Stephen Harper and the knowledge economy: perfect strangers

Paul Wells on the bad news in the Science, Technology and Innovation Council’s latest report

This story will get buried by all the other news today. That’s understandable, but I wish it weren’t so. It’s about a long-term government failure.

In 2007 Maxime Bernier created the Science, Technology and Innovation Council to measure Canada’s science and technology performance against that of comparable countries around the world. It’s produced reports every two years. The latest was released this morning while most of us were caught up in some other hilarity on the Hill.

The STIC council, as it’s called, is a big-name panel of advisors both inside government and outside. Its current membership includes the deputy ministers of Industry, Trade and Health; the presidents of Western, Alberta and McGill Universities; and a brochette of CEOs, principally from the energy sector.

Its third biennial report is devastating. Well, maybe I shouldn’t be throwing a word like that around in a week like this one, but it’s full of bad news anyway. Here’s some jargon, which I’ll translate:

State of the Nation 2012 shows that Canada’s gross domestic expenditures on R&D (GERD) declined from their peak in 2008 and, when measured in relation to gross domestic product (GDP), since 2001. In contrast, the GERD and GERD intensity of most other countries have been increasing. Canada’s declining GERD intensity has pushed its rank down from 16th position in 2006 to 17th in 2008 and to 23rd in 2011 (among 41 economies).

That means that by the broadest measure of expenditure on research and development, Canada has fallen from 16th out of 41 comparable countries in the year Stephen Harper became prime minister, to 23rd in 2011. 

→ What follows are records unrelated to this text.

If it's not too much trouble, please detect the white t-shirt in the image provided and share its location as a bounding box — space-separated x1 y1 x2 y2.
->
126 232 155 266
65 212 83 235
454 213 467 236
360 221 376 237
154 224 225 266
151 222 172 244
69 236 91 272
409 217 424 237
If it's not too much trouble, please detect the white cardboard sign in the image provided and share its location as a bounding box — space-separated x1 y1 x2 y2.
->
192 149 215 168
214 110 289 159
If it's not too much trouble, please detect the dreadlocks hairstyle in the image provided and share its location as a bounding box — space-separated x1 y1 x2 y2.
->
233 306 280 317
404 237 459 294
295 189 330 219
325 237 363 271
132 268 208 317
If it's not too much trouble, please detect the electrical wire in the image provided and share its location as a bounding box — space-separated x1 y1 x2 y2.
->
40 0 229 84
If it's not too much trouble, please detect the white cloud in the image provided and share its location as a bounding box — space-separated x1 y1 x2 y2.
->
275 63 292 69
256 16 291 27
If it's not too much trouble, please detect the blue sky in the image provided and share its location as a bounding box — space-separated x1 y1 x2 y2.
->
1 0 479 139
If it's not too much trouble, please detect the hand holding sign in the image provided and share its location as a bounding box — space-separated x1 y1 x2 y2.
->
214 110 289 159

GERD is a mix of HERD and BERD. Sorry: total research spending is a mix of R&D spending in the higher-education sector, and in the business sector. In 2007, the Harper government’s Science and Technology Strategy called “the need to encourage greater private-sector S&T investment” a “national priority.” And how does this government do on national priorities, given half a decade? “In international rankings related to business innovation, Canada continues to place in the middle of the pack on most measures and, on some indicators, Canada’s rank has declined,” the report says. “BERD intensity (i.e., BERD as a percentage of GDP) has been in almost continuous decline for the past decade. Canada’s rank among comparator countries on BERD-to- GDP fell to 25th in 2011 (of 41 economies).”

Investment in “information and communication technology” — computers, networking and phone tech — has lagged in Canada behind U.S. levels throughout the past decade, so that now the gap of total ICT stock between our country and our most important neighbour is much greater than when the Harper government came to power.

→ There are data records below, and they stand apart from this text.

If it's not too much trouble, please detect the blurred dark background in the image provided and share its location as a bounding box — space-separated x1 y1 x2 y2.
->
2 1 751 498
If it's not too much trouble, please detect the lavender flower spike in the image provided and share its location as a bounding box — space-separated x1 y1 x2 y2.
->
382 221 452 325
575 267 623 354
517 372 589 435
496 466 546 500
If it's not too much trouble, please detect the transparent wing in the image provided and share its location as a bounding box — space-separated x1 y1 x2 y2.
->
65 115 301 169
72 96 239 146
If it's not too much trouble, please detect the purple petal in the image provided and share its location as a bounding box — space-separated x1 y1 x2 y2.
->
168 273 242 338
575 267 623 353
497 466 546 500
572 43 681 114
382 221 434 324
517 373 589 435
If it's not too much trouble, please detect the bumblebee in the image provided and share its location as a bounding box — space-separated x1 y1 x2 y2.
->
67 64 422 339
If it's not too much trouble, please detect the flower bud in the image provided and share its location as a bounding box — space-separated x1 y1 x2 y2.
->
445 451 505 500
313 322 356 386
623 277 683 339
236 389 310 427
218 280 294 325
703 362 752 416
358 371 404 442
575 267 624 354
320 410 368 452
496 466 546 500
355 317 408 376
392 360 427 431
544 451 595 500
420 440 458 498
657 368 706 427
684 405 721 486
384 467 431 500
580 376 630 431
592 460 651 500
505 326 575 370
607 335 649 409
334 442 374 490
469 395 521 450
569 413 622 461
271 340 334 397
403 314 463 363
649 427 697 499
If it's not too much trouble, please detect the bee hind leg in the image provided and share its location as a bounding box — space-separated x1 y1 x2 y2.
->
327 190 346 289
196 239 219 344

The good news is that on pure science, Canada continues to perform better than most other countries. “With a share of only 0.5 percent of global population, Canada accounted for 4.4 percent of the world’s natural sciences and engineering publications in 2010. This positions Canada eighth after countries with significantly larger populations: the U.S., China, Germany, the United Kingdom, Japan, France and Italy.”

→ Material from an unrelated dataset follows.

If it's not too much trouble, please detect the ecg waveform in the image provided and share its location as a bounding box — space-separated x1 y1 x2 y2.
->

The bad news is that Canada is letting its science advantage fritter away, as if that could somehow help its private-sector R&D gap close. In 2007 Canada continued to rank first among G7 countries  in HERD, or R&D expenditure in the higher-education sector. But as I have argued elsewhere, it’s increasingly useful to consider the G7 as an international losers’ club. It’s the U.S., Japan and Old Europe. When you throw Canada into the larger pool of 41 countries STIC looks at — countries with a bit of mojo, like Brazil, India, China, Poland, Israel and Sweden — Canada has fallen from third in 2006, to 4th in 2008 — to 9th in 2011. “With their significant investments in research and higher education,” this panel writes, “other countries are catching up and overtaking Canada.”

Between 2006 and 2010, the annual number of science PhD graduates in Canada grew by nearly half — a lagging reflection, I suspect, of the formidable growth in science capacity in Canada between 1997 and 2002. A generation of students came of age at a time when Canada was developing an international reputation as a relative science oasis. They had their university careers and came onto the job market. But it’s a shaky market now. This larger cohort of scientists is searching for stagnant or declining grant budgets. Success rates for research grant applications are falling. So Canada has more scientists than ever, and each is able to do less science than she would have been able to do a decade ago.

It’s a peculiar situation. The government has known, since its first year in office, that the private sector is not doing enough applied research. Its response has been to put the brakes on pure research in universities. The result has been that the weakness has continued to aggravate, while the strength has been put in danger. At Davos more than a year ago, Harper said his government would “continue to make the key investments in science and technology necessary to sustain a modern competitive economy.” It’s not clear what he meant by “continue.” It is true that recent changes at the National Research Council are designed to bolster, or accompany, or synergize with, or somehow prop up private-sector applied research. I can only wish the NRC luck. If it manages to push Canada up 7 spots in international rankings of research intensity, the country will be back where it was, compared to peer countries, on the day Stephen Harper became prime minister.

The cheaper thing the government could do is to shut down the STIC council. It’ll stop producing meddlesome reports like this.